The New Literacy: Why Pharma’s Next Competitive Advantage Is Linguistic

Porter Novelli’s learning and development culture emphasizes adaptability, curiosity, and bringing diverse perspectives to the table. That lens shaped how I experienced a recent course on generative AI and large language models. What stood out most wasn’t the sophistication of the models, but how interdisciplinary the group was and how integral it is for communicators to experiment with the technologies reshaping our industry so that we can be more effective advisors to our clients.

Influence is shifting upstream

Most conversations about AI in pharma focus on speed, scale, and efficiency. But the more profound shift is quieter. AI is not only changing how work gets done. It is changing how meaning is created.

It’s no longer only about crafting the perfect message for a press release, a social post, or a media briefing. It’s also about shaping the inputs that increasingly generate, summarize, and interpret information across the ecosystem. In pharma, this shift is uniquely high stakes. Research from the Icahn School of Medicine at Mount Sinai shows that health misinformation directly affects patient behavior, treatment adherence, and public trust. Studies suggest that 1 in 3 individuals are using ChatGPT to manage their health and wellness, making it critical to address the risk of misinformation in AI-generated results. A misleading explanation is not just a reputational issue. It can become a clinical one.

The recent rollout of ChatGPT Health further underscores this shift. Generative AI is no longer adjacent to healthcare decision-making. It is increasingly positioned as an interface through which people seek, interpret, and act on health information. 

That makes pharma a special case. Not because communicators should avoid AI, but because they must approach it with more structure, governance, and human oversight than most industries.

At Porter Novelli, we are already helping clients operationalize this shift through our Precision Narraitive approach. Rather than focusing only on AI outputs, Precision Narraitive helps brands understand and intentionally shape the language, sources, and framing that large language models increasingly draw from to generate and interpret health information. By identifying where meaning is being formed and adjusting those inputs with human oversight, we help ensure accuracy, veracity, and alignment in an AI-mediated ecosystem.

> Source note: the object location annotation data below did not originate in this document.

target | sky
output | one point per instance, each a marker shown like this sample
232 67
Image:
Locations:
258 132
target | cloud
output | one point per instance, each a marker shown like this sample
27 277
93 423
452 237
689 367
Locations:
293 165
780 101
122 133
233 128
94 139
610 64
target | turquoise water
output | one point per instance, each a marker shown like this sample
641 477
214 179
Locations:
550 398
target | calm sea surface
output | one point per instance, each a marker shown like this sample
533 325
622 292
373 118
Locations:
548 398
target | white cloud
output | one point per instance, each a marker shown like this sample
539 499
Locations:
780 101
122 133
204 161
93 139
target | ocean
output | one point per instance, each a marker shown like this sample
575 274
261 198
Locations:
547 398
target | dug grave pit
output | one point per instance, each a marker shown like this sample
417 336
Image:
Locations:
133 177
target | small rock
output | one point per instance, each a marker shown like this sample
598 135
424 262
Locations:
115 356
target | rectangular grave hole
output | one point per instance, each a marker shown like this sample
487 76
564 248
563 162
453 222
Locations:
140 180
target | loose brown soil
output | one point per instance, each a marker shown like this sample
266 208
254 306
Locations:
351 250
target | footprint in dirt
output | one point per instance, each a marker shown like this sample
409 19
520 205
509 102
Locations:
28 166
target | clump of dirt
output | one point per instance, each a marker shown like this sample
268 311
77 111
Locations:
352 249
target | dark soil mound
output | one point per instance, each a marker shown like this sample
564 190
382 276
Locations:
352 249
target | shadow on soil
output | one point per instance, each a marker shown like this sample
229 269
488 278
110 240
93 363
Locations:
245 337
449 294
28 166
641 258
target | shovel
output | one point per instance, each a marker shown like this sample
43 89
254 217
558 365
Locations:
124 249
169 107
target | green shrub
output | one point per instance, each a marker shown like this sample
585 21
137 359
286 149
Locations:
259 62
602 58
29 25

Communications belongs at the center of this shift, not at its edges

In consumer categories, inaccurate output is inconvenient. In healthcare, it can be dangerous.

Pharma organizations operate in an environment where:

  • Accuracy is not optional.
  • Content is subjective.
  • Trust is not elective, it’s existential.
  • And misinformation is not just reputational risk, but regulatory and ethical risk.

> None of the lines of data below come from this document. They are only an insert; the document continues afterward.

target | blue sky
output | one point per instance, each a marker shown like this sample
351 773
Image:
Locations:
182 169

In the course, one theme came up repeatedly: generative AI is extremely capable and extremely literal. It reflects the quality, clarity, and bias of what it is given. It will confidently generate something that sounds right even when it isn’t. AI results, unlike Google results, don’t translate into a clickthrough where users can interrogate the content. By removing that clickthrough, a key friction point is reduced, which leads to a less anchored evaluation of health topics. If communications isn’t part of how AI systems are designed, governed and deployed, organizations risk losing control over their narrative.

What pharma companies must do now

To become leaders in influencing AI results through generative engine optimization, pharma organizations must move deliberately from experimentation to institutional readiness.

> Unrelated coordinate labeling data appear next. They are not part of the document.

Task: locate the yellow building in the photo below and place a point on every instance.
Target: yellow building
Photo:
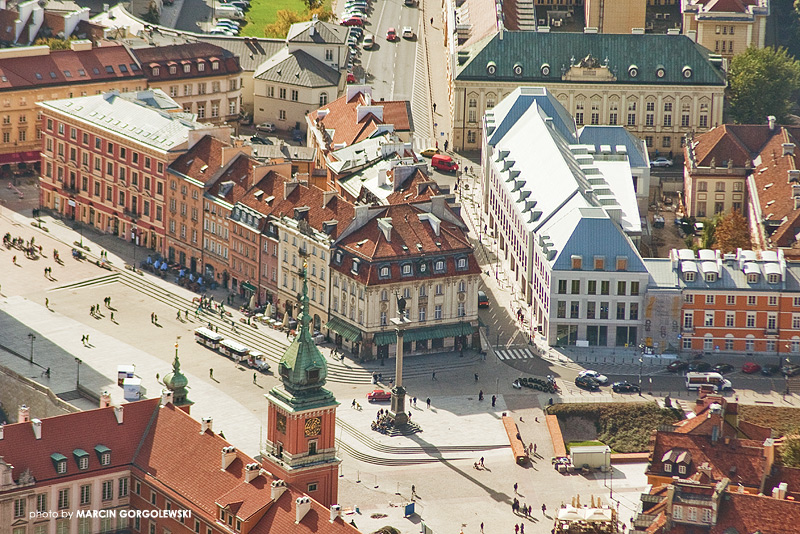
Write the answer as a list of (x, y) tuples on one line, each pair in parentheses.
[(35, 73), (727, 27), (203, 78), (615, 16), (660, 87)]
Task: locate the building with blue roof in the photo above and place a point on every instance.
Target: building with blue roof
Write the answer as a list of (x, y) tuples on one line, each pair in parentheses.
[(565, 217), (658, 86)]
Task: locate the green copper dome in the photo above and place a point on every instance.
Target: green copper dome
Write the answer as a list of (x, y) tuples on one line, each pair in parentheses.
[(176, 381), (302, 368)]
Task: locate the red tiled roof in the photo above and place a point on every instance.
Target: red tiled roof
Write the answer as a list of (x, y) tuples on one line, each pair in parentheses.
[(86, 66), (756, 513), (746, 456), (369, 243), (193, 53), (165, 446), (342, 118), (65, 433)]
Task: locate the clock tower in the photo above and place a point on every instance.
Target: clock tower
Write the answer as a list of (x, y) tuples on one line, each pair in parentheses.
[(301, 418)]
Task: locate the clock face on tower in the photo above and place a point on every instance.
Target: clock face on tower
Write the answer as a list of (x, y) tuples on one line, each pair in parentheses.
[(313, 426), (280, 423)]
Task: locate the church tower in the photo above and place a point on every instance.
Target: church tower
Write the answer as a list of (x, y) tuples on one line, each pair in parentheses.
[(301, 418)]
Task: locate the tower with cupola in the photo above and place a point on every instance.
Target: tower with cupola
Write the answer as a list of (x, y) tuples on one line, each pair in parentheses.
[(300, 446)]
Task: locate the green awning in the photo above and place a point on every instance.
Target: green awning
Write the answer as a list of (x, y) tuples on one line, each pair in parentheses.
[(347, 331), (384, 338), (425, 333)]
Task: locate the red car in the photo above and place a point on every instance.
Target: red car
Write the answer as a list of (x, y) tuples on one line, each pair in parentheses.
[(750, 368), (352, 21), (379, 395)]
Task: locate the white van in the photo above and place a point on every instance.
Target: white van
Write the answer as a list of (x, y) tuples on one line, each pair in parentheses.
[(696, 380), (232, 12)]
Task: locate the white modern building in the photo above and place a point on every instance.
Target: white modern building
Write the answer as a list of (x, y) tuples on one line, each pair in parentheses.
[(564, 216)]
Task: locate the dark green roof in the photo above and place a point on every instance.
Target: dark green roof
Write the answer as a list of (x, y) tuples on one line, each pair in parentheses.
[(647, 52)]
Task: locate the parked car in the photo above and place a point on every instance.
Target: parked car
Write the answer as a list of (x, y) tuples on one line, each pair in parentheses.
[(790, 369), (600, 379), (378, 395), (587, 382), (699, 367), (723, 368), (369, 41), (661, 161), (677, 365), (268, 127), (750, 368), (625, 387), (353, 21)]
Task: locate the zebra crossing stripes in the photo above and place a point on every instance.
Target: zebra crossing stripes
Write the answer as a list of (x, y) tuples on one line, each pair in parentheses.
[(514, 354)]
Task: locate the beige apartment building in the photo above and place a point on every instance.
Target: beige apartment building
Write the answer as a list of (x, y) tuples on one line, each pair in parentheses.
[(727, 28), (203, 78), (33, 74), (660, 87)]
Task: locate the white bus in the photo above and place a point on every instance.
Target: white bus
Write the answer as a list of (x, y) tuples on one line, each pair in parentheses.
[(233, 349), (206, 337), (696, 380)]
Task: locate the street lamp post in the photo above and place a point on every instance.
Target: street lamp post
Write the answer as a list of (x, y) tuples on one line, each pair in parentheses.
[(32, 338), (78, 379), (397, 413)]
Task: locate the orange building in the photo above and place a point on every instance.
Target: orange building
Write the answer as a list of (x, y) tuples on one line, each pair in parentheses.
[(747, 302)]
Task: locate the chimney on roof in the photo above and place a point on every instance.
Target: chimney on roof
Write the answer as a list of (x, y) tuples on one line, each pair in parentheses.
[(385, 224), (302, 505), (276, 489), (228, 456), (336, 511), (37, 428), (251, 471), (327, 196), (206, 423)]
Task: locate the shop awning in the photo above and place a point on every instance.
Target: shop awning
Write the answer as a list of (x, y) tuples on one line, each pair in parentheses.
[(384, 338), (347, 331), (428, 332)]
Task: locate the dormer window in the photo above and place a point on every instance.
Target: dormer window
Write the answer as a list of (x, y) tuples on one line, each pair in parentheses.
[(59, 462), (104, 454)]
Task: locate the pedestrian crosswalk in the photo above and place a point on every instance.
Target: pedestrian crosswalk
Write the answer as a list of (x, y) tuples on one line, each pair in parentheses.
[(515, 354)]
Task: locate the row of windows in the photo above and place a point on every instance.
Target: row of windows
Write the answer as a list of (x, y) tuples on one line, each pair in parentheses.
[(593, 311), (623, 287)]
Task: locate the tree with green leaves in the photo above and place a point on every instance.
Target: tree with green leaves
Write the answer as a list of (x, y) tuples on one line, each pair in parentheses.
[(732, 232), (761, 82)]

In pharma, this means differentiating approaches depending on where a product is in its lifecycle: messaging guidance for an approved product carries different regulatory and ethical considerations than content around a pipeline asset still in development.

From outputs to inputs

The new question isn’t just “What should we say?” but “What guidance are we embedding into the systems that will speak on our behalf?”

From speed to stewardship

The value isn’t how fast you can generate content, it’s how reliably you can ensure it is accurate, responsible and aligned with your standards.

From content to credibility

In a world of infinite content generation, trust becomes a scarce resource. Organizations that win won’t be the loudest, they’ll be the most reliable. PR functions to inform and influence understanding, perspectives, and favorability, naturally a leading discipline to deliver generative engine optimization.

For a pharma brand to be the most reliable, it must identify the sources that carry the authority and credibility across generative engines and curate content that ensures preferred messaging informs how those systems synthesize content for any user.

The bottom line

We are in a new AI era not because machines became smarter, but because they became expressive. They now operate at the level of language, interpretation, and explanation – the same level at which trust is built or lost. This shift raises questions about the reliability of sources that have historically served as authorities. Thus, in the era of diminishing influence for the historic standard-bearers of trust, the rise of AI’s influence over individuals’ health journeys has created new urgency for communicators to learn about generative AI, how it works, and how their strategies can effectively generate output for good.

That is why this moment demands more than technical readiness. It demands narrative readiness and a commitment to accuracy.

In a world where machines increasingly help tell the story of care, the pharma organizations that lead in generative engine optimization will be the ones that decide, intentionally and ethically, what that story is.